Cash or time off?
If Republicans have their way, it’s a choice more companies will be able to offer their hourly-wage employees working overtime.
Voting along party lines, the House of Representatives passed a bill Tuesday that would allow private-sector employers to compensate their overtime-working employees with paid time off instead of paying them time-and-a-half as currently required.
The bill, H.R. 1180, would tweak the Fair Labor Standards Act, which mandates employers that require hourly-paid employees to work more than 40 hours a week to pay time-and-a-half, or 1.5 times their usual hourly rate. The bill also prohibits employers from coercing or intimidating employees to choose time off instead of overtime pay.
House Republicans passed the bill, sponsored by Rep. Martha Roby (R-Ala.), with no Democrats voting in favor.
The workforce has changed quite a bit over the years, but the laws and policies governing the workplace haven't really kept up... pic.twitter.com/sr6ZgSYXjb— Rep.
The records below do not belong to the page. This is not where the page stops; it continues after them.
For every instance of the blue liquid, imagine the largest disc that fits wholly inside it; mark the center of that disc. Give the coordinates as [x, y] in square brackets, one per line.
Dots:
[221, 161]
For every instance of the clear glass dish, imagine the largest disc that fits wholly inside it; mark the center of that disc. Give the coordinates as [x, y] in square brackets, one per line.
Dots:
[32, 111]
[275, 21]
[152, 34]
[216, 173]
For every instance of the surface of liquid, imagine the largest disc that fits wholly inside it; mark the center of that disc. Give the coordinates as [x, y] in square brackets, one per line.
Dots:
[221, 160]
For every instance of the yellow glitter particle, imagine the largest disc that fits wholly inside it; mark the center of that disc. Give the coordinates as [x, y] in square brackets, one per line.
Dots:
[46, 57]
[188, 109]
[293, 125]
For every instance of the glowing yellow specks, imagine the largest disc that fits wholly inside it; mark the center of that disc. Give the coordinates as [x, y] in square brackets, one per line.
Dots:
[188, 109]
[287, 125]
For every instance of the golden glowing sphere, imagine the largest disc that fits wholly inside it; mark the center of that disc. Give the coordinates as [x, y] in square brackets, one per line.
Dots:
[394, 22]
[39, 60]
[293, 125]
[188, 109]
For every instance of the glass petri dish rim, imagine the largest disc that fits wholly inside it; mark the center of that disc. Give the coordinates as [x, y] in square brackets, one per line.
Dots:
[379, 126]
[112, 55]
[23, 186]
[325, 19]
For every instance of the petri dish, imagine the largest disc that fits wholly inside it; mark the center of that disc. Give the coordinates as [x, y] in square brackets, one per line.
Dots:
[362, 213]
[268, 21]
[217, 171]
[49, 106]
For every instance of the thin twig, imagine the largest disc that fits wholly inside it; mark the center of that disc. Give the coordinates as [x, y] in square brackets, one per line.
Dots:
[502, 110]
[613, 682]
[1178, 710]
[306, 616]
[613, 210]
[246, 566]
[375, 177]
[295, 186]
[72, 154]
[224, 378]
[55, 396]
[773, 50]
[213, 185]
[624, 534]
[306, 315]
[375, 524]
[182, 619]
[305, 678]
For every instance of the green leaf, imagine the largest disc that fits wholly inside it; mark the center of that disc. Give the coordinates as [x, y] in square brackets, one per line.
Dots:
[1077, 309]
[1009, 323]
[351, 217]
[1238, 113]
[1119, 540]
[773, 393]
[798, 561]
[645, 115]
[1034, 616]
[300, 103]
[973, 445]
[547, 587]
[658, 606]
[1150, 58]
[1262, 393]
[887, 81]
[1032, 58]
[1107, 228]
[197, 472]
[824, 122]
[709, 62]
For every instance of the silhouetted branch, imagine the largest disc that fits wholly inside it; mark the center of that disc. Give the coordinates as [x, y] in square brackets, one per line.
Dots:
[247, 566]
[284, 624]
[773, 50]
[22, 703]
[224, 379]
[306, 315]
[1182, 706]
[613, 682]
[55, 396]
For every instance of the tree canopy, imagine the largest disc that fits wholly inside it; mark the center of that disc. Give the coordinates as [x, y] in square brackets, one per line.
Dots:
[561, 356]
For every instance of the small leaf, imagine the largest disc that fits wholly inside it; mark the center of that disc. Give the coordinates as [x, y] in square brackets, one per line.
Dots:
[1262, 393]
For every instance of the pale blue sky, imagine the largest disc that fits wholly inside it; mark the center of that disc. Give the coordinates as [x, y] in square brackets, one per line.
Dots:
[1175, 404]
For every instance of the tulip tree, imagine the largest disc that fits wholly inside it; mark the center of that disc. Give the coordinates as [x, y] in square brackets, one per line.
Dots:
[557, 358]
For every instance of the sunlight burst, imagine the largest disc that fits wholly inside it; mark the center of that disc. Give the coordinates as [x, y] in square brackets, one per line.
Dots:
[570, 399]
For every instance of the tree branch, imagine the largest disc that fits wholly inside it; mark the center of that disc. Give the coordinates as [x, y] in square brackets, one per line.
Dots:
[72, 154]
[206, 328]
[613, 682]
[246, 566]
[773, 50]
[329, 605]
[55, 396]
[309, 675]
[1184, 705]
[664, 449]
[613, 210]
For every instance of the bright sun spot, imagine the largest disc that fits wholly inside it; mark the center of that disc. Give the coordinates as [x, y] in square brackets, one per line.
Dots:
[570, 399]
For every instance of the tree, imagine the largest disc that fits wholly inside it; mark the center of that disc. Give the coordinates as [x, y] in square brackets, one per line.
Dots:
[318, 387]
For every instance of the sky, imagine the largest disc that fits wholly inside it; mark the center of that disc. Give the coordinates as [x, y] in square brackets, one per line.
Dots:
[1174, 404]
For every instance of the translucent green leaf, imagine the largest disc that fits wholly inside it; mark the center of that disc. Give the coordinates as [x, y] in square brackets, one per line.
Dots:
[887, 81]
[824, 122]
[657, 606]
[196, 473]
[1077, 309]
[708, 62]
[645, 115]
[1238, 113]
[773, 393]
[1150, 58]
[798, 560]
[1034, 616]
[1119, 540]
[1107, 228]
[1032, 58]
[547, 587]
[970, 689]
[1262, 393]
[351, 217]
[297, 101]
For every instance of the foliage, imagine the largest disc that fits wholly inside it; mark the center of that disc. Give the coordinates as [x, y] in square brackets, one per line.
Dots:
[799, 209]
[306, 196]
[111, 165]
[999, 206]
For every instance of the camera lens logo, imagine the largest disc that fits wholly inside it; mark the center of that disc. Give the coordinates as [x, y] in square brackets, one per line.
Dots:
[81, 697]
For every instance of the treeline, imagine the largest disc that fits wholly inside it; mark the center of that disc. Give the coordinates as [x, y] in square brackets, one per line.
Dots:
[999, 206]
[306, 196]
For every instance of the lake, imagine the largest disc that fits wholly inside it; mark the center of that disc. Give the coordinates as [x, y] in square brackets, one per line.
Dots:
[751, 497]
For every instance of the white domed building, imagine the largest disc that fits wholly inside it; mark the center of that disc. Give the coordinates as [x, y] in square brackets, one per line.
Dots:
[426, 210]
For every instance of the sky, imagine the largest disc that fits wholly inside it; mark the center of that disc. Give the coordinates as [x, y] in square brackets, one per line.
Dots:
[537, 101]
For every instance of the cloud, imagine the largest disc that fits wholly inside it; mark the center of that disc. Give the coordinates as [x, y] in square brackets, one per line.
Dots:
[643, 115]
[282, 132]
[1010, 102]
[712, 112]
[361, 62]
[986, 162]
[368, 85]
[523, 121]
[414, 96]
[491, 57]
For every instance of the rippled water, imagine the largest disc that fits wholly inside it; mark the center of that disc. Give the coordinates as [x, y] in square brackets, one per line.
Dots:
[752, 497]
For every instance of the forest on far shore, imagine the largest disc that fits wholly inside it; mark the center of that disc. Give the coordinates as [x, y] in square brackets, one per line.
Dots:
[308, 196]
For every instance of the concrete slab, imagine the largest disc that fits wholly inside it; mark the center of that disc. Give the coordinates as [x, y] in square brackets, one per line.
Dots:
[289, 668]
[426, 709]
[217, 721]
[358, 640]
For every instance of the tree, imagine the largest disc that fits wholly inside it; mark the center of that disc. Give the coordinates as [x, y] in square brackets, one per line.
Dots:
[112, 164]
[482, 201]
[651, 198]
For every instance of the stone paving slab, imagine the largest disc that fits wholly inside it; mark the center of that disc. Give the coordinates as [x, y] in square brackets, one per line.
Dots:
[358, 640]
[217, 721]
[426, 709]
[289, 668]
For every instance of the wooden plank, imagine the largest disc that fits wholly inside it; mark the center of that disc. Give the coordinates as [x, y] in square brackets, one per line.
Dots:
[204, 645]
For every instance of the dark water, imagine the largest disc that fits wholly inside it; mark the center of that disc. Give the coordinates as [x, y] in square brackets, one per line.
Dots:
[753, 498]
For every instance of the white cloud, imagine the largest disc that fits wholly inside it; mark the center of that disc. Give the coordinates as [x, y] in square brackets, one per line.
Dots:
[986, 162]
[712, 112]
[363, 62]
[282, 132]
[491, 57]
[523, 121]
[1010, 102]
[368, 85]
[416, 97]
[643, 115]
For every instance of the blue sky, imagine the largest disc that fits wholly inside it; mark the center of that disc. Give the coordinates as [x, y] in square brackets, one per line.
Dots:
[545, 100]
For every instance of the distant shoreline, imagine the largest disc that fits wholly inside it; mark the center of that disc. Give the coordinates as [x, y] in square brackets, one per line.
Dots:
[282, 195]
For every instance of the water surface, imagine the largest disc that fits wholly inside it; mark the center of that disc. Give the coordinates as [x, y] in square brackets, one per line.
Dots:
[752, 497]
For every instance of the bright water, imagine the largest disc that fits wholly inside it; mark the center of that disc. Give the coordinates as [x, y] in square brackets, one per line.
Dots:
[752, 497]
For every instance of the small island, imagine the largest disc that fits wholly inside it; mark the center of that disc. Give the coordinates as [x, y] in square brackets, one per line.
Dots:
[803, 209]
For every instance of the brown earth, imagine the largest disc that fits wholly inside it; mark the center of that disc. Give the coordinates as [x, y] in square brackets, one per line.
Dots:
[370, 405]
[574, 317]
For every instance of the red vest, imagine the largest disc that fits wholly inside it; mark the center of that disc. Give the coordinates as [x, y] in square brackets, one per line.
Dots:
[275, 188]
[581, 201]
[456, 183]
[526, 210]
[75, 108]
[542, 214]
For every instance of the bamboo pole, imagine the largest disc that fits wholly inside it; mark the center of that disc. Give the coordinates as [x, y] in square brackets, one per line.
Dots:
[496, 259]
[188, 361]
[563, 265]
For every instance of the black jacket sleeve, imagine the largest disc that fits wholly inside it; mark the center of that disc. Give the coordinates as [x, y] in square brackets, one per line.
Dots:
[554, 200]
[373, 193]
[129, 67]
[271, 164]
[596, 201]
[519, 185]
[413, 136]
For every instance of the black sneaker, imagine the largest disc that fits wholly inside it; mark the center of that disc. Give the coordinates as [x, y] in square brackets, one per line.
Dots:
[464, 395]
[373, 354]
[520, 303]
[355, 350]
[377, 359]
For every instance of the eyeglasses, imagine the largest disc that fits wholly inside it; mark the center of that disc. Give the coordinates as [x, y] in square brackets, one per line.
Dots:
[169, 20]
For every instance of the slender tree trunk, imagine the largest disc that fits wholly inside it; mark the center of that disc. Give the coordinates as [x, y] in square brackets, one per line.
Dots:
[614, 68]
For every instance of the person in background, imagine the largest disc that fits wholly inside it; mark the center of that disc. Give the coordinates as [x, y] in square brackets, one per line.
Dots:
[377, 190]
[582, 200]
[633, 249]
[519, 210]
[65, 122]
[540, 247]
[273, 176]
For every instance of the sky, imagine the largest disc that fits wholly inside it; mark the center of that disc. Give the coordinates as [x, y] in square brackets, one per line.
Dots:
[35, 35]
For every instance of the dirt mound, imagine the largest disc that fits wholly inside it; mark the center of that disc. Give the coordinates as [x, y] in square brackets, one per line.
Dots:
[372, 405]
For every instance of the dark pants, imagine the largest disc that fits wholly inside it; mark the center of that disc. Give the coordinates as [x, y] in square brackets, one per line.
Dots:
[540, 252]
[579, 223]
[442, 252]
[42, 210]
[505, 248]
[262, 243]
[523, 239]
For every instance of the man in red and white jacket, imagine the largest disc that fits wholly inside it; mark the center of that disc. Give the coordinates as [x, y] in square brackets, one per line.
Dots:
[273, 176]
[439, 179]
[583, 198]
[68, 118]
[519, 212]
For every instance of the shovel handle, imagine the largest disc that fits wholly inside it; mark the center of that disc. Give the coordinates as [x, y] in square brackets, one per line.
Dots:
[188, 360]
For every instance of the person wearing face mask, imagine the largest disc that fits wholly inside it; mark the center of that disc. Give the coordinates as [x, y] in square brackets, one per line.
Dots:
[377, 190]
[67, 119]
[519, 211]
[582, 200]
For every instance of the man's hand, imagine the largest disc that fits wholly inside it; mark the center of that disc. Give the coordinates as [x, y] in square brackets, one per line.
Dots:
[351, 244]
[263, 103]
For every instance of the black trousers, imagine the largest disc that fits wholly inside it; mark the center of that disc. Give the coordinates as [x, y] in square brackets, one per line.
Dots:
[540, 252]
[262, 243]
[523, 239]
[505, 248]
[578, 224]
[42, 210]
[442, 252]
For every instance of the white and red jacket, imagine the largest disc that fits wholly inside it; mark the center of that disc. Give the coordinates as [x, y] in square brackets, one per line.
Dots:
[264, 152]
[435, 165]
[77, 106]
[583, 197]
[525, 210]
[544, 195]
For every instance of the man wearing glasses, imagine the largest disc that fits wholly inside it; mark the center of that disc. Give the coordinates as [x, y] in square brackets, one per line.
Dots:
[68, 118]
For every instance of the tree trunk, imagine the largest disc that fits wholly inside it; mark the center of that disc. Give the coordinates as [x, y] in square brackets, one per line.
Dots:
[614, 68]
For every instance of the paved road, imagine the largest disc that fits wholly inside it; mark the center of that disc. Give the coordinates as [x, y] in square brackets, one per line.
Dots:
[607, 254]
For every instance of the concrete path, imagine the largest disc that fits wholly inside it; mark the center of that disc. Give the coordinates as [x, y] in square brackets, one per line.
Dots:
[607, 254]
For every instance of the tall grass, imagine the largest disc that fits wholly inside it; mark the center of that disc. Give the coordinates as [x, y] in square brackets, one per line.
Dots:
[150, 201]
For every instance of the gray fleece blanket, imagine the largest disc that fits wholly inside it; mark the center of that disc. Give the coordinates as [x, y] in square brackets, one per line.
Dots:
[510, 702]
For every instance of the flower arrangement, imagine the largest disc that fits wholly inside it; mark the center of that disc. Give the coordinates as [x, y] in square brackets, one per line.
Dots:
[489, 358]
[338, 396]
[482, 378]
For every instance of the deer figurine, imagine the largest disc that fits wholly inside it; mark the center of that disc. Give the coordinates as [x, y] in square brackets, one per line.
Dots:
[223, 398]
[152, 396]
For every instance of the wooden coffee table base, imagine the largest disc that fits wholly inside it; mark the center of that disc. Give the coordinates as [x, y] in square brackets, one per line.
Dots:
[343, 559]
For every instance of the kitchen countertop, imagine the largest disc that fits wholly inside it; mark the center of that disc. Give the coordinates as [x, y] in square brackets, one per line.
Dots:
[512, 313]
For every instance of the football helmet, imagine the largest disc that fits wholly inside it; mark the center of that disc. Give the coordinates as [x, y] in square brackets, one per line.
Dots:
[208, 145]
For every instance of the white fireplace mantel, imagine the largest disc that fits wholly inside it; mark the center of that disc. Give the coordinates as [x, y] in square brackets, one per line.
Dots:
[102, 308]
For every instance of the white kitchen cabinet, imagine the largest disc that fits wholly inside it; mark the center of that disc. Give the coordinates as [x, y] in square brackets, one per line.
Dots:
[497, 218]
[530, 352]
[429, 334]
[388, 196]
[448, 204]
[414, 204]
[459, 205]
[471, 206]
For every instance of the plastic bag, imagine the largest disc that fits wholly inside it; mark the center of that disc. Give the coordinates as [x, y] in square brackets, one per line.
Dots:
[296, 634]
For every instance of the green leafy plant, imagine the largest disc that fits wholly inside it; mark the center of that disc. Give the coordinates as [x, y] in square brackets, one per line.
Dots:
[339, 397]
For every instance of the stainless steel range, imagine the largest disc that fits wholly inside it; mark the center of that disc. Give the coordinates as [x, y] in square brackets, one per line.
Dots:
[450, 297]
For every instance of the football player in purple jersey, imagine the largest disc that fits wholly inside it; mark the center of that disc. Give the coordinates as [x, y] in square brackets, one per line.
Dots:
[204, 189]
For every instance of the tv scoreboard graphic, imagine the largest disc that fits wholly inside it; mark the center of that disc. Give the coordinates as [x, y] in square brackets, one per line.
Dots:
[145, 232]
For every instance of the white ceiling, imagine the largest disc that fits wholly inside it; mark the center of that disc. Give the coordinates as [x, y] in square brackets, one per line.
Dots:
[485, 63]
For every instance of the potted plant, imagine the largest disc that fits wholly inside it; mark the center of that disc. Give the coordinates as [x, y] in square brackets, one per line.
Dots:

Martha Roby (@RepMarthaRoby) May 2, 2017
Businesses, including many retailers, hospitals, factory operators, general contractors, franchise owners and small businesses, have lobbied for the measure for years, asserting that it would give them more flexibility and some employees would actually prefer to have time off to attend to personal matters.
Worker advocates criticized the bill and say it’s a move by businesses to avoid paying overtime pay. “This is a lousy bargain for the employees,” wrote Ross Eisenbrey, vice president of the Economic Policy Institute, a left-leaning think tank, in a blog.
Eisenbrey says the bill empowers employers to dictate when employees can take time off. "There’s no guarantee that (employees) will get to take the leave when they need it," he wrote. "If the employer thinks the requested time off would be unduly disruptive to its operations it can refuse the request."
"Simply put, HR 1180 is a scam. It pretends to offer a benefit to employees, but in reality it’s a benefit to employers who get to schedule overtime work but delay paying for it for up to 13 months," he said.
Getting time off under the bill would also amount to the employee making a zero-interest loan of overtime pay to the employer, Eisenbrey said. “Employees who have no paid vacation or paid sick leave will feel pressured into giving up their right to receive overtime pay in order to have some hope of getting time off in the future.”
“Today, @HouseGOP are voting to make it legal for employers to cheat workers out of overtime. It's a disgrace,” tweeted Sen. Elizabeth Warren (D-Mass.).
With working families across the country scraping to make ends meet, Congress should strengthen protections for workers - not gut them.— Elizabeth Warren (@SenWarren) May 2, 2017
“The Administration supports H.R. 1180,” the White House said in a statement. The bill “would help American workers balance the competing demands of family and work by giving them flexibility to earn paid time off—time they can later use for any reason, including family commitments like attending school appointments and caring for a sick child.”